Ash thrust an anna into the boy's hand and left him, and a few minutes later they came to the spot where a side path led right-handed out of the main road towards the lake. The path, like the road, was deep in dust, but here there were no cartwheel tracks and few traces of cattle or goats. But a party of horsemen had obviously ridden down it and returned again fairly recently, for the least breath of wind would have smoothed away those hoof-prints.

‘They came to select a site for the funeral pyre,’ said Sarji.

Ash nodded without speaking, his gaze on the dark patch of greenery ahead. Behind him the evening was full of sounds: the bleating of goats and the lowing of cattle, the shrill cries of herd-boys and the soft cooing of doves, the clamorous call of a partridge and from somewhere on the road the squeak and squeal of cart-wheels rumbling homeward to the city. Comfortable, every-day sounds; pleasantly familiar and very different from the deafening babble of the peering, jostling, wailing crowd that would gather here only too soon, jammed together shoulder to shoulder and pressing in on either side of this same dusty path that he was walking along now…

If he rode here he would have to leave Dagobaz tethered somewhere well beyond the crowds, for apart from the multitudes who would flock here to watch the cremation, thousands more would accompany the bier and its escort, milling about it and moving slowly forward in a rolling tide of humanity, resistless and terrifying. Visualizing the scene, Ash realized that the only advantage to be gained from it would be anonymity. No one was going to pay the least attention to him if he joined that crowd. He would merely be one of them, another onlooker, unremarkable and unremarked provided he came on foot. A mounted man would be far too conspicuous; and in any case, Dagobaz was unused to such crowds and there was no knowing how he would react to one.

‘It would not be possible,’ muttered Sarji, whose mind had evidently been moving on similar lines. ‘Had this place only been on the other side of the city, there might have been a chance. But we could never get away from here even if we could cut our way through the crowd at our backs, since those hills there hem us in on one side and the lake on the other, while over there –’ he jerked his chin to the eastward ‘– there is no way out, so we should have to ride back towards the city and everyone here would know it.’

‘Yes, I realized that.’

‘Then why are we here?’ There was more than a trace of uneasiness in Sarji's voice.

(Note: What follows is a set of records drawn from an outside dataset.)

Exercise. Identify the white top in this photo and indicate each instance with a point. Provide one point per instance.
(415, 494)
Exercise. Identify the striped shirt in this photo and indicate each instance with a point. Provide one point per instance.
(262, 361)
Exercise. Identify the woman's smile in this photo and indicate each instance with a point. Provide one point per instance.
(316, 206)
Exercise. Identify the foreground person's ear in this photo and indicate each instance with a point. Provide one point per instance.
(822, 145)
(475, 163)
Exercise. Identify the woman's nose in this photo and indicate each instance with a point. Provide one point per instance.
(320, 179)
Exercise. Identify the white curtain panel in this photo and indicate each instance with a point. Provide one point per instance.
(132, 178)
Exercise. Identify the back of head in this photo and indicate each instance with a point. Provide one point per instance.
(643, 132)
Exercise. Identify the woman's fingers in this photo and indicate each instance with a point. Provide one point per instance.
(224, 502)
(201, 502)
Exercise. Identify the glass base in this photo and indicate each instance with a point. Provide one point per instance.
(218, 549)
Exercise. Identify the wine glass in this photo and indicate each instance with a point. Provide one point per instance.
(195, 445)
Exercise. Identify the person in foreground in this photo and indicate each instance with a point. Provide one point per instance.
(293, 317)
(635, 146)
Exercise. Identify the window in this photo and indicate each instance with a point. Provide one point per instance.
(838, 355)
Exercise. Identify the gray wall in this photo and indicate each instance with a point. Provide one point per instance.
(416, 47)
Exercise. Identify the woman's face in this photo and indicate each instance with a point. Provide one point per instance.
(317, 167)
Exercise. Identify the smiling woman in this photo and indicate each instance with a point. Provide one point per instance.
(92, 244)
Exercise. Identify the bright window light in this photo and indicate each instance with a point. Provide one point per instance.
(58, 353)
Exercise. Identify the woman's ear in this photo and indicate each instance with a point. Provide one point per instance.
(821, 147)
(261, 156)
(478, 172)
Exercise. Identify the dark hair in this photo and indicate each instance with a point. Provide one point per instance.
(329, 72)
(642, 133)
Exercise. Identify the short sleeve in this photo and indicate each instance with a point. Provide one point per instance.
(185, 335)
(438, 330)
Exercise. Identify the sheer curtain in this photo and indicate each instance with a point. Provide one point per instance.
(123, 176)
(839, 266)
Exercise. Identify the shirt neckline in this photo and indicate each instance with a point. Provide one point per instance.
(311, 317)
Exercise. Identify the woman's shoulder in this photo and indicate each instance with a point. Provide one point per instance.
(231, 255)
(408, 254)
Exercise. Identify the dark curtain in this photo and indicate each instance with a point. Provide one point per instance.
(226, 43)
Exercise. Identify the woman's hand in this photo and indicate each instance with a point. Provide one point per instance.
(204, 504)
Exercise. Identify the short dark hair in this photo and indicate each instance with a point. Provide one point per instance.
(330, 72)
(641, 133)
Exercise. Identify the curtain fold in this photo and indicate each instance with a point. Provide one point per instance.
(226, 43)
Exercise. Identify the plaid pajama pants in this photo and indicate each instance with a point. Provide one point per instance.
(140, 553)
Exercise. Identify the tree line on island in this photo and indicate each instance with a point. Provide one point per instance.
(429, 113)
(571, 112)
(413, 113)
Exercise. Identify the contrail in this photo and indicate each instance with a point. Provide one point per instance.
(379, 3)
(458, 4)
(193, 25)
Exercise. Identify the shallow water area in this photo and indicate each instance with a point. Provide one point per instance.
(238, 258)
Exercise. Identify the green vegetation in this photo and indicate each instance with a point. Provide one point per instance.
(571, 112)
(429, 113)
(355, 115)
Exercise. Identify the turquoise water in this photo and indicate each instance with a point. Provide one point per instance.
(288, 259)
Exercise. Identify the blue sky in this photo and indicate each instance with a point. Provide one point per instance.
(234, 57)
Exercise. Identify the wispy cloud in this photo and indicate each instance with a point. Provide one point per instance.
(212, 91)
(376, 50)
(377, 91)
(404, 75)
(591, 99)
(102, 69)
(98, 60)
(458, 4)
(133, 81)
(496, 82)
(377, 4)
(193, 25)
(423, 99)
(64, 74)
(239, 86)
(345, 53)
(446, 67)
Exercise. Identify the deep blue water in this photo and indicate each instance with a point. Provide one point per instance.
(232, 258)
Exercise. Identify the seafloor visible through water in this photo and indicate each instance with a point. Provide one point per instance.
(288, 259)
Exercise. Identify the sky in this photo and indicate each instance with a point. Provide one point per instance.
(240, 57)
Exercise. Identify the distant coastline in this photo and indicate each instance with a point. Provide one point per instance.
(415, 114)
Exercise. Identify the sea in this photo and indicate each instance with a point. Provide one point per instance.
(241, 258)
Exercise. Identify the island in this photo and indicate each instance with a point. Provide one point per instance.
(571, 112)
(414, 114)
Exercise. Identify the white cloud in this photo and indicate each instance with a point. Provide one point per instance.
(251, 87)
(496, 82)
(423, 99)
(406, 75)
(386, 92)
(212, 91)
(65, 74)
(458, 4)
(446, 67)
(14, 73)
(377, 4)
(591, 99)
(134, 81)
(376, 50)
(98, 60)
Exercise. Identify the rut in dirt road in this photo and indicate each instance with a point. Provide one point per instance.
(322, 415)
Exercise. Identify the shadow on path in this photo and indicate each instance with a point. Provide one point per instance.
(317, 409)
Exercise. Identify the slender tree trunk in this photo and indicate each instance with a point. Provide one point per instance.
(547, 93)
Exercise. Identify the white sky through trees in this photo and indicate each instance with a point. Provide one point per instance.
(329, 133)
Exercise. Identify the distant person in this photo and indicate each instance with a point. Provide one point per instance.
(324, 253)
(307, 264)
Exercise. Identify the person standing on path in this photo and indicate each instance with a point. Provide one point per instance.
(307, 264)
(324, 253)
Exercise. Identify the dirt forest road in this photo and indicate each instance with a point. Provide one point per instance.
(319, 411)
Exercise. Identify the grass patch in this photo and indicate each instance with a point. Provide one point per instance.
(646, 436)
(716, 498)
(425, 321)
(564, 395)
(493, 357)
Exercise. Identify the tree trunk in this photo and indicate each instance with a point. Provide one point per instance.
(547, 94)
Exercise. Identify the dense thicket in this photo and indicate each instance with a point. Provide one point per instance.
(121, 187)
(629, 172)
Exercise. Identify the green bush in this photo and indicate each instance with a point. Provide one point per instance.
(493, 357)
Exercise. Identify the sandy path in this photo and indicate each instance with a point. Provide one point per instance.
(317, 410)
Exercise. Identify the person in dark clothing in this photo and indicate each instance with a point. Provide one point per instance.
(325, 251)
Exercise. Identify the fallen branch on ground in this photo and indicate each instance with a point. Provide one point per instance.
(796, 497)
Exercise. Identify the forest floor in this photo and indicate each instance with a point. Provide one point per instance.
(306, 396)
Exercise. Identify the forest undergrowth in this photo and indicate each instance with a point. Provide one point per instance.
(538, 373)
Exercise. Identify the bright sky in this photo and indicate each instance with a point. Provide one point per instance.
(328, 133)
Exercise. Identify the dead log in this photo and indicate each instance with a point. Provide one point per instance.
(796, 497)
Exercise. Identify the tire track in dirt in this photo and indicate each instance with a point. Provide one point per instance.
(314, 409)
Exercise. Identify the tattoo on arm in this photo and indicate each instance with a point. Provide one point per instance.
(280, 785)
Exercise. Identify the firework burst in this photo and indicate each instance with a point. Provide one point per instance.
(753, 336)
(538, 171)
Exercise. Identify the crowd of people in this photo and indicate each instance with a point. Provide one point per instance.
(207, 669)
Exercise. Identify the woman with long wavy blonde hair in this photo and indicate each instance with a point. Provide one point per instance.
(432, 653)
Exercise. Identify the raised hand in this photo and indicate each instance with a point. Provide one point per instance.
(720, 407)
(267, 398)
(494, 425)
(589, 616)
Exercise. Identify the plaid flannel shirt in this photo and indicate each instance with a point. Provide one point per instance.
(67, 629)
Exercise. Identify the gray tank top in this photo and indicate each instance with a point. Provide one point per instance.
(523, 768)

‘Because I wanted to see the place for myself before I made up my mind. I thought perhaps that there might turn out to be some… some feature of it that could be turned to advantage, or that might suggest something to me. There may yet be. If there is not, we shall be no worse off.’

The hoof-prints stopped within the fringe of a dense grove of trees, and it was easy to see where the riders had dismounted and left their horses before entering the grove on foot. Ash and Sarji, following the same path between avenues of tree-trunks and out into the open again, found themselves in a large clearing in the centre of what appeared to be a deserted city: a city of palaces or temples, set among the trees.